Courtesy of Stas Holodnak
An estimated one week long renovation of my Bay Ridge apartment dragged into the fourth week and so has my stay in my parents in-law’s home in Coney Island. I’ve been to Coney Island beach many times, my visits preceded by the extensive search for a parking spot under the blazing sun. By the time I got to the beach, the sand was too hot to thread barefooted and the water by the shore had a musty feel to it. The water got cleaner and clearer as it got deeper but one would still have to go through the musty part to get out. There is none of that when you come to the beach early in the morning. Timing and location as it happens makes all the difference.
First things first – when I get in the water temperature change is usually the first thing my body registers. Not this time. The water felt same as the air. It felt like lying down on a soft and absorbent mattress. It was clear, you could see sand and shells three feet deep. Like the land in the early morning, the ocean is filled with freshness. The difference is – the ocean gives it back. Swimming for twenty minutes let me feel fresh and sharp for hours. I came because I wanted to swim, but after a few days it was the composure boost I started craving and I was going to the beach everyday before work to get it.
At six o’clock in the morning there were no lifeguards on duty to whistle me back as I passed the jetty, my flip flops resting on the lifeguard’s chair could not care less. The sun was rising on my left and the full moon was high in the sky on my right. With my head just above water I could see only ocean ahead of me. The Earth appeared to me as a wholesome planet detached from myself. The name of this planet could be different, there could be two suns and three moons and I would feel just the same. I was a visitor from some place else on vacation. One doesn’t get this feeling in a swimming pool.
This planet of mine was not uninhabited. Suddenly I saw something approaching from the direction of Staten Island. All I could make out was an orange spot moving in a circular pattern. It seemed like a small helicopter was methodically cutting through the water coming straight at me. I swam back to shore as fast as I could with the creature narrowing the distance between us. We reached the shore at the same time. The creature stood on its own two feet and spoke. It was not the water cutting alien helicopter. It was Igor my neighbor and a fellow Ridgite.
For ten years Igor has been coming to Coney Island. He claims that it takes him no more than half an hour to reach the beach by riding a bike. Weary of sleepy drivers he wears a bright yellow luminous jacket and his bike bristles with light reflectors and bells. On water he too is clearly visible. From an orange colored Tide detergent bottle Igor carved out two circles each the size of a salad plate. On the opposite edges of each plate he fastened a tight piece of string to keep his hands in place attached to the plates. When he swims backstroke, the plates function as oars affording him a nice speed. On land Igor is just another physics professor – on water he is a human row boat.

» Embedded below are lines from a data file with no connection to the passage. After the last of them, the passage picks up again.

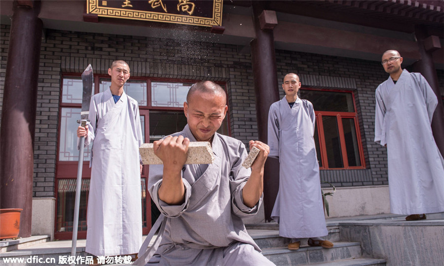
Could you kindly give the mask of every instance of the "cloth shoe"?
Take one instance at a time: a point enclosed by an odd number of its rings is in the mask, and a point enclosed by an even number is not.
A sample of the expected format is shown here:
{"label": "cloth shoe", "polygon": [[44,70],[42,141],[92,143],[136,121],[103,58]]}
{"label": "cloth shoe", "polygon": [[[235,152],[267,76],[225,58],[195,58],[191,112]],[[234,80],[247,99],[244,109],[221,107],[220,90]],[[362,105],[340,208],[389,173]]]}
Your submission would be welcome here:
{"label": "cloth shoe", "polygon": [[308,238],[308,245],[312,247],[322,247],[324,248],[332,248],[333,243],[328,240],[315,240]]}
{"label": "cloth shoe", "polygon": [[410,214],[406,217],[406,221],[418,221],[418,220],[425,220],[427,219],[425,213],[422,214]]}
{"label": "cloth shoe", "polygon": [[300,241],[294,242],[288,244],[288,249],[290,250],[297,250],[300,245]]}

At six o’clock one can meet all sorts of odd characters. There was an old fisherman who greeted people with “I came here but fish didn’t”. He was insincere, as I saw a few powerful splashes further away from the beach. I met Gennady, a young man, who after swimming liked to rub sand in his hands and face. It didn’t look out of place since in the morning Coney Island beach sand is spotless – cleaned by the Park Department’s machinery Zambony style. Then there was Igor’s friend Bill who was coming to the beach around five am to be the first person to go in. Bill says it feels different when someone is already in the water before him. It’s the ocean that attracts these people even if they channel out that pull in their individual ways.
It didn’t feel smooth and balmy during my last visit. There were waves and the water felt cold. It was time for me to go back to Bay Ridge. For all its fame Coney Island doesn’t give you a feeling of a neighborhood. It’s a loud place that feels less safe. One morning a large man tried to extract some money from me for a “coffee and a donut”. The other day instead of a shell in the sand I discovered a homeless man sleeping under the lifeguard’s chair.
Next to the noisy Coney Island Bay Ridge looks like a quiet suburb but unlike most suburbs it’s not landlocked. Bay Ridge shares with Staten Island the scenic Narrows strait through which cruise ships and ocean going sailboats pass but people are not allowed to swim there. Alongside the Narrows runs a long, beautiful promenade. There you will have a pleasant stroll with nice water views but you can’t stroll to the beach.
About Stas Holodnak
The very first time Stas saw the sea was as a little boy. He saw it from a bus window at the end of a bumpy twelve hour ride. The Black Sea appeared to him as blue as the sky itself only much crisper and within reach. Today Stas lives in Brooklyn mere steps from the water. If he is not swimming or sailing – he is writing about it.